York U Professor Sherry Grace of the Faculty of Health led a panel of international experts that released a statement with recommendations on how cardiac rehabilitation programs can be delivered in developing countries.

Life-saving cardiac rehab programs are not offered in countries where heart disease is the biggest killer, and the panel, convened through the International Council of Cardiovascular Prevention and Rehabilitation, released a statement including recommendations on how all of the key elements of cardiac rehab programs can be delivered at a low cost.

Karam Adawi, a postdoctoral fellow in York U’s Faculty of Health, was the second author on the report.

“All heart patients should be referred to cardiac rehab,” said Grace, a professor in the School of Kinesiology and Health Sciences. “We see in countries like India and China, young cardiac patients die at incredible rates. This is because so few programs are set up in these developing countries.”

Cardiac rehabilitation is an outpatient chronic disease management program, proven to reduce death by over 25 per cent and hospitalization by almost 20 per cent.

The cardiac rehab model of care is quite standard in developed countries, and consists of risk factor assessment and management, exercise training, patient education, as well as dietary and psychosocial counselling. While it is cost-effective to deliver these programs in countries such as Canada, the United Kingdom and United States, the situation in developing countries is different.
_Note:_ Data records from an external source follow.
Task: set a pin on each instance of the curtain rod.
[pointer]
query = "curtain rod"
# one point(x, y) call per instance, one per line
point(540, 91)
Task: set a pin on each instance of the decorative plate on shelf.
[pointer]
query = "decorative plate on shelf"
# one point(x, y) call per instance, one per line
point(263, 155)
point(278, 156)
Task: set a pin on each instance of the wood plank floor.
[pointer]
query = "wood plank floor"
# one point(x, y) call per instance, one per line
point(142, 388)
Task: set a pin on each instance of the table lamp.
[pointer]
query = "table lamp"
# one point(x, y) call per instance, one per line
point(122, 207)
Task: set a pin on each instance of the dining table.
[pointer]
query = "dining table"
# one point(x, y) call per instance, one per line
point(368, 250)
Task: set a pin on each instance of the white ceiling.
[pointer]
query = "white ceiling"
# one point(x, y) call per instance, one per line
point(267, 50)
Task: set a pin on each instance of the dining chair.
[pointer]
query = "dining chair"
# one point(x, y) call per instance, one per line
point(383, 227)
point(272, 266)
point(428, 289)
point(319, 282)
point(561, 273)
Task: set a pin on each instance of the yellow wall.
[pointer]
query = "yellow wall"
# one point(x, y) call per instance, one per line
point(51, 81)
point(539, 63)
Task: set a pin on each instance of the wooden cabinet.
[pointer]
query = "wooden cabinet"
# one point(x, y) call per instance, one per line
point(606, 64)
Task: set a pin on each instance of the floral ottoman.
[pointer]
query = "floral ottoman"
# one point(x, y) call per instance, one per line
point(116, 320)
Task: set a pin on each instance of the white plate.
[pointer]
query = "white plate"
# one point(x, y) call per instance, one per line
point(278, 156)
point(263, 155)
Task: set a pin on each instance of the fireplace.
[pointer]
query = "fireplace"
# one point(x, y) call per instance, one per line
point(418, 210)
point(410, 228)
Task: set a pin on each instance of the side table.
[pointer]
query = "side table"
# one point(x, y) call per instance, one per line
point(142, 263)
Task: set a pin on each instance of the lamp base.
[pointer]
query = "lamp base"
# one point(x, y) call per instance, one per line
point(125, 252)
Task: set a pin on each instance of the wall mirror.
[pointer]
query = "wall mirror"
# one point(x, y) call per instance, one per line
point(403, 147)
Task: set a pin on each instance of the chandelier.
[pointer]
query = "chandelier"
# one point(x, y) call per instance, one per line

“We needed to provide direction on how to deliver all these components in an affordable, but effective way,” said Paul Oh, co-author and medical director of Cardiovascular Prevention and Rehabilitation Program at Toronto Rehabilitation Institute-University Health Network (UHN).

Working together, experts from Canada, China, India, Iran, Singapore, South Africa, the Middle East and South America have published the Consensus Statement that includes specific recommendations for delivering each component, drawing from effective cardiac rehabilitation programs in developed countries and also from their own expertise.

“Health workers who are not medical doctors can play a key role in providing rehabilitation to cardiac patients,” said co-author Aashish Contractor, who heads Rehabilitation and Sports Medicine department at Sir H.N. Reliance Foundation Hospital in Mumbai, India. “A community healthcare worker or nurse can educate and guide patients on making lifestyle changes at a lower cost than a doctor, and there are just too few doctors in these countries.”

In the statement titled Cardiac rehabilitation delivery model for low-resource settings, published in the journal Heart, they also recommend that programs not be delivered in expensive medical settings like hospitals, but in the community. New technologies should also be exploited, because the penetration of mobile phones in these countries is very high.

Grace, who is also a senior scientist at Toronto Rehabilitation Institute-UHN, adds that plans are underway to test the model and its cost in various countries.

“Then, we can advocate for more cardiac rehab delivery, and refine how we deliver it,” she said. “We see new cardiac care units going up in these countries; the wealthy receive high-tech interventions like stents and surgery, but the average heart patient is not able to get the low-tech basics that work well in cardiac rehab.”

The statement by the expert panel has been endorsed by many leading organizations, including the British, Australian and Canadian Associations of Cardiovascular Prevention and Rehabilitation, the World Hypertension League, the African Heart Network, and the Singapore Heart Foundation.